Oral alterations may occur in the occlusion of the teeth following dental surgery, and we may speculate that these might occur either as a direct involvement of the mandibular suspensory apparatus during the surgery, or as a result of compensatory muscle changes. The patients suffering from this condition appear to restore their occlusion to normal, provided that post-surgical recovery is successful. However, there seems to be a sort of break-point at about two weeks post-surgery. If the oral pain persists this long before it subsides, then the masseter seems to stay out of alignment. From the prospective of neuromuscular compensation, if there are functional connections between cervical afferents and V spinal neurons responsible for oral functions, then since most of V spinal neurons appear to be inhibitory to the jaw elevator muscles, one would expect cervical afferent stimulation to have similar effect. In fact, this exactly is seen at the sEMG records. These interactions, however, have yet to be studied.

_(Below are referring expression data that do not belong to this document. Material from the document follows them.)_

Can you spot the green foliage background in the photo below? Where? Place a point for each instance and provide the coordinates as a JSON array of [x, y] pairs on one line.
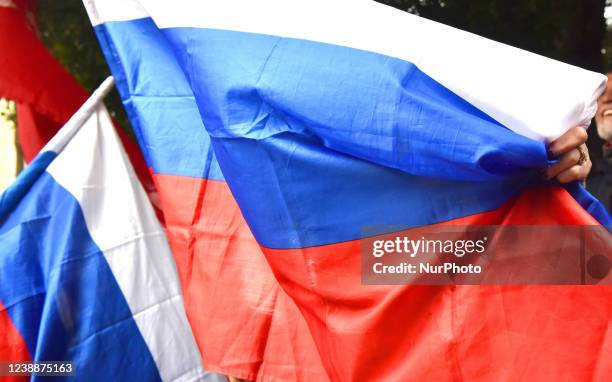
[[573, 31]]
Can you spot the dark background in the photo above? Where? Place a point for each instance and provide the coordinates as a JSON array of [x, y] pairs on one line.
[[573, 31]]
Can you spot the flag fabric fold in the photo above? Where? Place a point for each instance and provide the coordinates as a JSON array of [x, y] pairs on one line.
[[323, 122], [244, 323], [86, 274]]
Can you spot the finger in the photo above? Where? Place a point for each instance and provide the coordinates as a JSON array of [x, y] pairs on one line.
[[567, 161], [573, 138], [575, 173]]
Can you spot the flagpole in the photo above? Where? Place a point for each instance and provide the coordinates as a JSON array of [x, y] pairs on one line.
[[63, 136]]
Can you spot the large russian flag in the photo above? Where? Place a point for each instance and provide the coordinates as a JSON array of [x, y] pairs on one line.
[[86, 274], [244, 323], [328, 117]]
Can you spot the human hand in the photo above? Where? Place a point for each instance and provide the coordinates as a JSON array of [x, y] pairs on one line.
[[574, 163]]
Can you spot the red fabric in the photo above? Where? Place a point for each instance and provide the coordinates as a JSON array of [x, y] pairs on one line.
[[453, 333], [12, 346], [245, 324]]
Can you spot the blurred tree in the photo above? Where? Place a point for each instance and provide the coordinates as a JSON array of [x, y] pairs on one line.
[[66, 30], [573, 31]]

Surface EMG appeared to be very convenient tool for assessment of patients with both the oral and the pharyngeal dysphagia/odynophagia. Its sensitivity and specificity was proven in several previous works [21–26]. Since the surface EMG monitors the summed activity of large groups of muscle fibers, surface EMG recordings are repeatable. Surface EMG is thus more valid than needle EMG for assessing and quantifying whole muscle function according to statistical criteria .
Quick reference sEMG differential diagnostic table Oral vs. Pharyngeal Dysphagia.

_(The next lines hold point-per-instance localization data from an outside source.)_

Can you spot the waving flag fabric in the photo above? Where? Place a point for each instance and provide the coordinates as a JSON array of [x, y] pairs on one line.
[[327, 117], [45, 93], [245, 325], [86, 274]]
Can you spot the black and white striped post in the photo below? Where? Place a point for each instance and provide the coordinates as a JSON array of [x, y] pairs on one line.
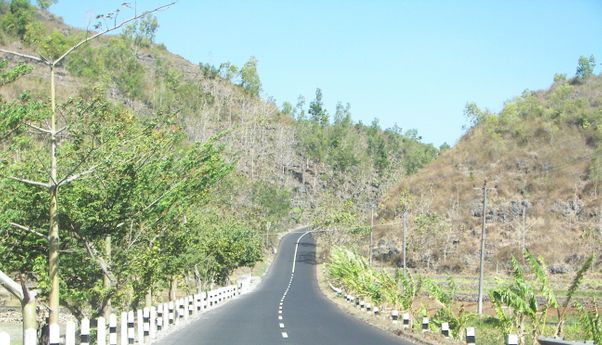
[[140, 326], [470, 336], [101, 331], [124, 328], [165, 316], [70, 333], [146, 324], [405, 321], [425, 324], [160, 316], [152, 322], [511, 339], [112, 329], [445, 329], [54, 336], [4, 338], [84, 332], [199, 302], [171, 314], [181, 309], [131, 331]]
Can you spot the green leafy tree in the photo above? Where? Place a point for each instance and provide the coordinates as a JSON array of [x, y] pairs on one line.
[[249, 78]]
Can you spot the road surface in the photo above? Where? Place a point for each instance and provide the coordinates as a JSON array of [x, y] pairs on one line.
[[305, 316]]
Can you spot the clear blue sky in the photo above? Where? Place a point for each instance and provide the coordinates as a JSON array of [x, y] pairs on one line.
[[414, 63]]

The duration of the reflex phase of swallows shows significant increase in patients who presented symptoms of dysphagia after lower molar surgery or oral infections. Electric activity of the oral muscles is low in these cases, while activity of submental and infrahyoid muscles remained normal. The timing of events and amplitude data can be used for diagnostic and differential diagnostic purposes, objectivization of complaints, as well as for comparison purposes in pre- and postoperative stages, monitoring of postsurgical healing, tracing postsurgical complications and in EMG monitoring during dental treatment.
Written consent was obtained from the patient shown in figure 1 for publication of their image. NO funding was involved in the study and NO funding was involved in the preparation of the manuscript.